# Buckskin or not?



## kctop72 (Aug 25, 2011)

I bought this little girl at an auction because I just couldn't think about her going to another bad place. I assumed she was a buckskin but then just started thinking about all the little variations in color that could classify her as something else. What do y'all think? 

Also how would you say her conformation is. The previous owner said she was 12 months old and has a QH sire and spanish mustang dam.

I'll apologize now for some of the picture quality. I'm definitely not a photographer!


----------



## MN Tigerstripes (Feb 20, 2009)

I would say buckskin. Very pretty little girl.


----------



## BarrelRacingLvr (Feb 26, 2012)

Yes definitely a buckskin there.


----------



## Chevaux (Jun 27, 2012)

I also go with buckskin. And she is a very striking looking darling. (Oh, and the guy holding her looks OK too).


----------



## kctop72 (Aug 25, 2011)

Thanks! Hubby had to hold her because she did NOT want to stand still which is why some of the pictures are a little blurry.


----------



## KA Custom Headstalls (Aug 22, 2012)

Definitely a buckskin. =) Very pretty!


----------



## kctop72 (Aug 25, 2011)

Thanks. KA!
_Posted via Mobile Device_


----------



## kctop72 (Aug 25, 2011)

Ok, took a few more pics the other day and saw what might be leg barring but not sure how prominent it should be or will it change as she grows? Can someone help me out?


----------



## Chevaux (Jun 27, 2012)

I have a dun. His leg bars (both front and back) are quite distinct and well defined. He also has a noticeable dorsal strip and some striping on his whithers. I can sort of see some barring; have you noticed anything happening with the whithers? It may take a shedding out of the old coat and new one coming to bring these patterns out, if they are there.


----------



## kctop72 (Aug 25, 2011)

She does have something going on with her shoulders but it's very faint. Looks like someone dipped 3 fingers in paint (a shade darker than she is) and ran them down her shouldrs. I'm not sure if the camera will pick it up or not but I will try. 
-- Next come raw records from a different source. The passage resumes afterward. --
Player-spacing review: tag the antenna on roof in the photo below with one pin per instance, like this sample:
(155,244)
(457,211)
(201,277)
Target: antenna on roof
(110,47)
Her coat has gotten so much shinier since we've had her. I can't wait till she sheds out again to see how/if her coloring changes and if those patterns come out!


----------



## Chevaux (Jun 27, 2012)

Well that being the case I may need to retract my original opinion of 'buckskin' and turn it into 'dun'.


----------



## WickedNag (Sep 7, 2010)

LOL I am still thinking buckskin Chevaux.


----------



## HorseLovinLady (Jul 18, 2011)

I say buckskin too. Pretty filly!


----------



## Peppy Barrel Racing (Aug 16, 2011)

I say buckskin look at my dunskin's leg bars. It's not the best pic of them but i don't really have an close pictures of his legs.


----------



## kctop72 (Aug 25, 2011)

Very nice. Thanks, that helps alot!!! Our little filly is starting to shed that nasty hair she had and the new is coming in from being fed well and taken care of rather than just thrown into a pasture where she got beat up pretty good. Lots of sores on her back side.


----------



## Peppy Barrel Racing (Aug 16, 2011)

Yeah jackpot is all scraped up and bitten and is missing hair. He was saved from an auction as well. I got a better pic of leg bars for you.


----------



## MN Tigerstripes (Feb 20, 2009)

Here is some barring too: 










Not the nicest pic of him, but I can't find the pics I have of him. It also shows the "zippers" which is caused by the dun factor too.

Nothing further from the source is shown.